In una intervista per il quotidiano on-line RietiLife, il vescovo eletto di Rieti mons. Domenico Pompili guarda all’attuale situazione di crisi e traccia un parallelo tra la situazione nell’Ombelico d’Italia e quella nella sua Ciociaria, due territori che hanno conosciuto «una industrializzazione molto veloce ma altrettanto destina al fallimento. La Cassa del Mezzogiorno è stata un momento di crescita, che ci ha fatto abbandonare probabilmente anche usi e abitudini consolidati in nome di una realtà che però poi ha mostrato di avere il fiato corto. Sicuramente è un problema che va affrontato».

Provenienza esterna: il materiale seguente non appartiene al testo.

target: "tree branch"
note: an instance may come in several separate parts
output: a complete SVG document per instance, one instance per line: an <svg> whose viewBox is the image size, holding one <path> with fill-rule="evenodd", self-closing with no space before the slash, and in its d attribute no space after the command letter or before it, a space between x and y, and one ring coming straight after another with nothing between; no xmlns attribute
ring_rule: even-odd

«Io non ho risposte tecniche però sicuramente è una problema che mi sta a cuore» ha sottilineato mons. Pompili, parlando di una Chiesa «interprete della voce della gente, perché vive a contatto con la gente. Quello che mi riprometto di fare è trovare spazi e luoghi di confronto perché questi problemi non vengano abbandonati a se stessi, per reagire a quella sorta di interzia che talora prende in base a questi momenti di sconforto. Reagire è la condizione per non subire passivamente. In questo periodo storico tutti dobbiamo fare lo sforzo di non buttarci giù. Bisogna trovare la forza, magari ripensando a quelli prima di noi: abbiamo la tendenza ad idealizzare il passato e a pensare che una volta le cose andassero molto meglio, dimenticando quanto fossero duri quei tempi».